Wednesday, July 21, 2010

Promises; past, current, future...these I make to my children

Growing up, we all make promises to ourselves.  When we are young we promise ourselves we will be a lawyer, a doctor or a teacher.  We tell ourselves we will make a difference in the world, we will not just exist...we will be some one, do something, change the world. 

We get older and realize that change is not as easy as it sounds.  We, in actuality can only change our small part of the world.  in a sense, ourselves.  and in reality, there is very little we have control over. 

Past:  When my children were babies, I promised to love them no matter what they do or become.  I held their hands when we walked, taught them how to live.  Now I realize that the day they walked without holding my hand, is the day that I lost them forever, they will never walk and hold my hand again.  That is until the day comes that they need to help me and hold me to keep me from falling.

Current:  I promise not to mortify them in front of their friends.  To allow them their freedom in the neighborhood, no matter how much I worry, and pray that they dont do something stupid!  I promise, or try to have the cool house.  the one that they all want to come over to.  (right now I wish I had more to eat in my kitchen as they are all scavenging with their friends for food)  I will allow sleepovers no matter how tired I am.  I will try not to say no to everything just cause I am tired.  I will keep my invisible leash really really loose unless I am forced to yank them back for stupidity.  Lets face it, they will do something stupid.  (jumping off the shed roof into the pool comes to mind)  I will not want to kill them when I ask why they did something stupid and they reply, I dont know.  (I'm really really sorry mom, I really dont know why!)

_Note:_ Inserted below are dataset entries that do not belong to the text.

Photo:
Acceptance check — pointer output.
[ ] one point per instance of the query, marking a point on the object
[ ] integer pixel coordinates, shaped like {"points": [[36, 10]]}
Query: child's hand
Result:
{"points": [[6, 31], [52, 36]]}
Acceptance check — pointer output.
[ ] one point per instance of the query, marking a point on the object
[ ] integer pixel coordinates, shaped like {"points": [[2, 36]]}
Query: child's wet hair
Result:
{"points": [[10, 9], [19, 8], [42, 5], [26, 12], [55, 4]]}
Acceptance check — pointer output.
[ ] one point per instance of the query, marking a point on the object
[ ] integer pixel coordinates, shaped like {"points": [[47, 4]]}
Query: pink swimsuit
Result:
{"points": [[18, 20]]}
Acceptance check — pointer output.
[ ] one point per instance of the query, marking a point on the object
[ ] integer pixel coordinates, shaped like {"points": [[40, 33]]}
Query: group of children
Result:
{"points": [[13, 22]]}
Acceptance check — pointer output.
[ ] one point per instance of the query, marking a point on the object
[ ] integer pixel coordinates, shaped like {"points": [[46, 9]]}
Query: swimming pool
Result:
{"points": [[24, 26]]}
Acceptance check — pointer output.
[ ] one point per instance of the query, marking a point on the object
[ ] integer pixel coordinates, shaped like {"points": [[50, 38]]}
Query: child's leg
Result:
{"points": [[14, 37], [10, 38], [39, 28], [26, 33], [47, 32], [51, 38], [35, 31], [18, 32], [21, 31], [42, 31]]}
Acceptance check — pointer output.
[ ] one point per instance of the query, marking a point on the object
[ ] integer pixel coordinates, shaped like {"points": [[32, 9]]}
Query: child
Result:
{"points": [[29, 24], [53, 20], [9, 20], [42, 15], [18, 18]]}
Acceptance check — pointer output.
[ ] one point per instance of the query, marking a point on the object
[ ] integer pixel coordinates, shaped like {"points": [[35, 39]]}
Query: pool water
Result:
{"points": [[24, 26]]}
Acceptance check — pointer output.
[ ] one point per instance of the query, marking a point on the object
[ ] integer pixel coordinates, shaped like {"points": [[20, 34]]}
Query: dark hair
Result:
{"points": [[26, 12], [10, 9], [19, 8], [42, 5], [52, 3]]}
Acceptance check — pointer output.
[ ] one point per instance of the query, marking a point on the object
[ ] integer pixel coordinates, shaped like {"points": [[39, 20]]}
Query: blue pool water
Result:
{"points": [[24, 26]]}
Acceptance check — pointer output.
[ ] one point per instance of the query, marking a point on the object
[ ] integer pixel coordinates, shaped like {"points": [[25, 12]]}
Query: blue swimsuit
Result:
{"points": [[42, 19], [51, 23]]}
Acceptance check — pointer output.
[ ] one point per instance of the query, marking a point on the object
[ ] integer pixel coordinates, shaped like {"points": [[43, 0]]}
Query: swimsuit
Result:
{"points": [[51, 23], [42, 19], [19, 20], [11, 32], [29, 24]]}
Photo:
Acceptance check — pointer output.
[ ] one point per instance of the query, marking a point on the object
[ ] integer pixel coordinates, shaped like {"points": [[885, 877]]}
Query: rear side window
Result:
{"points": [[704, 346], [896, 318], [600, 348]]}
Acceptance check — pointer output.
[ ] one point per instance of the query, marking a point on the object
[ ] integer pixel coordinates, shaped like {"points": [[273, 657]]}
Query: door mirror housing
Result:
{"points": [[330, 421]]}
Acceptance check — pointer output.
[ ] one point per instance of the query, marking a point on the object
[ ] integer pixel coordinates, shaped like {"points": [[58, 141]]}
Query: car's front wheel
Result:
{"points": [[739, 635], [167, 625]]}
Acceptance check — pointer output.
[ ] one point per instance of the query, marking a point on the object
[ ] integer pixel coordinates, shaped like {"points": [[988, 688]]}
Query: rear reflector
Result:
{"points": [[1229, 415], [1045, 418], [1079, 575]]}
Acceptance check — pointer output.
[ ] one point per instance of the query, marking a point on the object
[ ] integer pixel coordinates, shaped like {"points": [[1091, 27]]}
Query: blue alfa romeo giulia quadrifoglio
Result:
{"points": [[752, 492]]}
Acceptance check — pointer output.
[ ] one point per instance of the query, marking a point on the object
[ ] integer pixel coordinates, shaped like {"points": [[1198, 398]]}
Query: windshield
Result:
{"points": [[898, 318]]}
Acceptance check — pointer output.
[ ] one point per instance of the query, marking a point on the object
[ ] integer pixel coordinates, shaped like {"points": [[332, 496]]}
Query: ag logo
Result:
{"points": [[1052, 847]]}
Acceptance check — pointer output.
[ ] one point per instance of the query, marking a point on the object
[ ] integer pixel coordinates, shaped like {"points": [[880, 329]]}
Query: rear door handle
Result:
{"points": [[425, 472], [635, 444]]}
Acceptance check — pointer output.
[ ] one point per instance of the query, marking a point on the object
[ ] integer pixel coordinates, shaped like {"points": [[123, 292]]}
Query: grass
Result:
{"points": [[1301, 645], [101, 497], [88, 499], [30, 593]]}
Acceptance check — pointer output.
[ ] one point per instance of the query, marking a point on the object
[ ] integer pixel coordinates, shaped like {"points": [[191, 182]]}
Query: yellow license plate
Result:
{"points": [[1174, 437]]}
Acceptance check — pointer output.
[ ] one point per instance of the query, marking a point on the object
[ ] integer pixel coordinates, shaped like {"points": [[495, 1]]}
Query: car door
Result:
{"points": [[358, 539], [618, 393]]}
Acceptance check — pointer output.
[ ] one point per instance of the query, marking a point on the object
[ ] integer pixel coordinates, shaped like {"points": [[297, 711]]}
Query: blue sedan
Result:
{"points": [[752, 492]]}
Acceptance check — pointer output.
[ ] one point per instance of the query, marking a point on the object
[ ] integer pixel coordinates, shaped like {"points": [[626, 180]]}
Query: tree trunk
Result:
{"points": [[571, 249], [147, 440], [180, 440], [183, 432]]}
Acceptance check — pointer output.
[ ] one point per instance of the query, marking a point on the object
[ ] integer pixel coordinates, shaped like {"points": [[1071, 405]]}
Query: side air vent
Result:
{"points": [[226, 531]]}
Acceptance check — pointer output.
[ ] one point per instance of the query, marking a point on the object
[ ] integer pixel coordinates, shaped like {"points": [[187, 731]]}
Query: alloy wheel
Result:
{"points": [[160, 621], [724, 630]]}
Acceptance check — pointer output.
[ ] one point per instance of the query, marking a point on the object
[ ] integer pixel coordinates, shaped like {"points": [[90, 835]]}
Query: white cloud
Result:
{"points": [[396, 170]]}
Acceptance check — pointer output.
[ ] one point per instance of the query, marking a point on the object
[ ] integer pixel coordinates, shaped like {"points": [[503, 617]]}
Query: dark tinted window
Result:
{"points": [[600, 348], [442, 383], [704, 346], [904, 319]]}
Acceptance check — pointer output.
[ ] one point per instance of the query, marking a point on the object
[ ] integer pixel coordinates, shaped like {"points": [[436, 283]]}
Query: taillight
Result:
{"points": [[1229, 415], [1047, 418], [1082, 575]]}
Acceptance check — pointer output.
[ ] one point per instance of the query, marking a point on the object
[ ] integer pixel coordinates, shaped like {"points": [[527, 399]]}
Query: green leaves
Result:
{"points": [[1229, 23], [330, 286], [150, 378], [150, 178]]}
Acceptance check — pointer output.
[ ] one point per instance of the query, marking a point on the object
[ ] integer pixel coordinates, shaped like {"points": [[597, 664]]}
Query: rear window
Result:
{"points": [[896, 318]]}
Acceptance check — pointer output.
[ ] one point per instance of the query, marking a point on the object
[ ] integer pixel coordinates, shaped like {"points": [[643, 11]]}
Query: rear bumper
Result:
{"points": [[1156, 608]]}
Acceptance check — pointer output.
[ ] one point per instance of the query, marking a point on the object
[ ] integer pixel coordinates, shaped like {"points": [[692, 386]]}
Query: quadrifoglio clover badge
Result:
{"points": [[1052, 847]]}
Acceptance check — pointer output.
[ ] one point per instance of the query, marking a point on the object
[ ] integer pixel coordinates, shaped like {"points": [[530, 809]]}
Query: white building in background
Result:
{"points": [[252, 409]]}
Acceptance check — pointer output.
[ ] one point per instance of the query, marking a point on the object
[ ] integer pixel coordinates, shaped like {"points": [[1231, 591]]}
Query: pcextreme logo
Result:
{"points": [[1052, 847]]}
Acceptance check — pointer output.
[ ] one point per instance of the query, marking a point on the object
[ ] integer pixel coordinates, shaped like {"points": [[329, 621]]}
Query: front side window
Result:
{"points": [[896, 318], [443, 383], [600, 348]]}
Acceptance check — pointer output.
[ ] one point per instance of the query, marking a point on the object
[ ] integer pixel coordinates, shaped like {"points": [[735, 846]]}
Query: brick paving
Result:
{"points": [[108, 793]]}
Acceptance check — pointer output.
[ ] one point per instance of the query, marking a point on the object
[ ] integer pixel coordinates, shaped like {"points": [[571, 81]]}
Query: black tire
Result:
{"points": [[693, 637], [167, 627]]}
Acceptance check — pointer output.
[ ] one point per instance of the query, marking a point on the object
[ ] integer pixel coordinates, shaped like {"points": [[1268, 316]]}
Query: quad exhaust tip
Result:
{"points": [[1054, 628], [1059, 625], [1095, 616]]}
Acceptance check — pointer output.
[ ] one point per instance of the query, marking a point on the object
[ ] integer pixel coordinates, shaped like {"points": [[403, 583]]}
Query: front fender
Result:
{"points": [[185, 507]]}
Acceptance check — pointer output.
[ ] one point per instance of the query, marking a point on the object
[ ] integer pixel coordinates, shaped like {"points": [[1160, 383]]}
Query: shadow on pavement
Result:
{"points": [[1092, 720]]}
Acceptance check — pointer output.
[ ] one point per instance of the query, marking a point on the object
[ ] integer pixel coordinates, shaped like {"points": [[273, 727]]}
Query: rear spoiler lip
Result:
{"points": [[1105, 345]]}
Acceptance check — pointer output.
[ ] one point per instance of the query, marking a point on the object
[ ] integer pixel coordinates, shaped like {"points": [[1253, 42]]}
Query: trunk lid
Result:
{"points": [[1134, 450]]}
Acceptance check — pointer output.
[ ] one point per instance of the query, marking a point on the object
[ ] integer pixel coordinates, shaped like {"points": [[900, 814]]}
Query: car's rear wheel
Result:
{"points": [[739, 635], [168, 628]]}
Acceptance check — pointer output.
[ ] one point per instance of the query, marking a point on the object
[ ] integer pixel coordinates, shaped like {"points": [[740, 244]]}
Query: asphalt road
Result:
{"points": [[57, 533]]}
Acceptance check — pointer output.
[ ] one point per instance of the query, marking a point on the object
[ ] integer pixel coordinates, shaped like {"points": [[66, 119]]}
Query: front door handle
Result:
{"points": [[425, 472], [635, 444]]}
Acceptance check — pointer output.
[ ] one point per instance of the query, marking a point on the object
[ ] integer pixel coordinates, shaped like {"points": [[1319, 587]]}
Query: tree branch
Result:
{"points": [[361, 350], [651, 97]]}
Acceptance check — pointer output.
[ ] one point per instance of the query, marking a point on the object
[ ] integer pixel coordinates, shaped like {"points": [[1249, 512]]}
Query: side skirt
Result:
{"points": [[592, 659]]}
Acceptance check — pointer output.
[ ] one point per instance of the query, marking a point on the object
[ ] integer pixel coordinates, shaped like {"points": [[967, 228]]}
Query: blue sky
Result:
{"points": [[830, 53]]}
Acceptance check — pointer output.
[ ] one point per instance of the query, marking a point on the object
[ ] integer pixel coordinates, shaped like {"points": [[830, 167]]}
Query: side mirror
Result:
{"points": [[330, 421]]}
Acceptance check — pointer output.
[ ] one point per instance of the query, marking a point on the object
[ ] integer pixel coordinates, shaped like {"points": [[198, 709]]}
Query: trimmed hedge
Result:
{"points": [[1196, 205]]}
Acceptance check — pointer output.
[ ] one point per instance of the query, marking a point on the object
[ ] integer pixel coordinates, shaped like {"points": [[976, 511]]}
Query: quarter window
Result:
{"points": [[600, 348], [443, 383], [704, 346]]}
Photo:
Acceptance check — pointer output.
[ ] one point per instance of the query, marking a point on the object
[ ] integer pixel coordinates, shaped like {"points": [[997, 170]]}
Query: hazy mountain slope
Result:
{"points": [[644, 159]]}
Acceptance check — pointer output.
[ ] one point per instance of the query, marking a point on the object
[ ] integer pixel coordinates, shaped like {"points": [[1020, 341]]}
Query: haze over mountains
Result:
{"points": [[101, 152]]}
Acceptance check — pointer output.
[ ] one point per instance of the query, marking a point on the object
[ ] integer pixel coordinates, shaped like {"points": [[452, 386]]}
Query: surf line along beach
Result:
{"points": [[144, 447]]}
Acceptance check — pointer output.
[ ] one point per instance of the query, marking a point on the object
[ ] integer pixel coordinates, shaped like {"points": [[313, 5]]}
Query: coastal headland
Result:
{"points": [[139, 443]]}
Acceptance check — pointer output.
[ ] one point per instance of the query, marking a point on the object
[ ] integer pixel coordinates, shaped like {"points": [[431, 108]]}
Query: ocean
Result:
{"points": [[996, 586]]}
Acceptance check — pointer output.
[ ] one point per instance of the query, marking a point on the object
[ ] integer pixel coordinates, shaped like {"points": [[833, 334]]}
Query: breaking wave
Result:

Future:  I promise not to tell their wives/husbands the right way to do something.  I will try really really hard not to tell them they are raising their kids wrong.   If they move across the country, I will be supportive while crying on the inside.  I will visit but not for to long.  I WILL NOT go to visit for a month and stay with them.  I will never rearrange their kitchen cabinets!  (no mom, this is not about you, you never did that)  I will not say, I wish you would call more often, or call you every single day.  I mean really!

When I am older, much older, and I have to give up my car, I will do it without question.  I will try to remember that I dont want to kill a family because I am pigheadded.  (is that even a word)

Should I need to leave my house forever, I will do it with dignity and pride.  I will not do it kicking and screaming!  I will welcome the help offered to me.  I will be grateful that someone cares!  I will be sad, and I will express that, but I will not be an ASS!

We all say, we will not be a burden on our kids, but I know that that is not possible.  At least I hope I will live old enough to be a burden!  When I do become a burden, I hope and pray that I have raised them with enough love and caring that they will not abandon me because they are to busy.  That they will remember when I was tired, but drove them to a friends house anyway.  When I skipped my knitting groups, because they had baseball or softball or basketball, or music concerts or anything at all.  When I left a friends house because they were upset about a girl or boy and needed to talk.  

I promise to grow old with dignity and pray I will maintain my common sense.  I will NEVER allow my house to smell like old lady house and if it does PLEASE, SOMEONE TELL ME!  (no mom, your house does not smell like old lady house, goodness you are awfully self conscious) 


Hubby and I always joke that we need to be nice to our kids because they are going to choose the home we are going to be stuck in when we are old.   Boy, if that isn't the truth! 

When I am old and gray, and cranky and whining, please if this blog still exists, someone reprint this and enlarge it so I can read it.  and make me read it!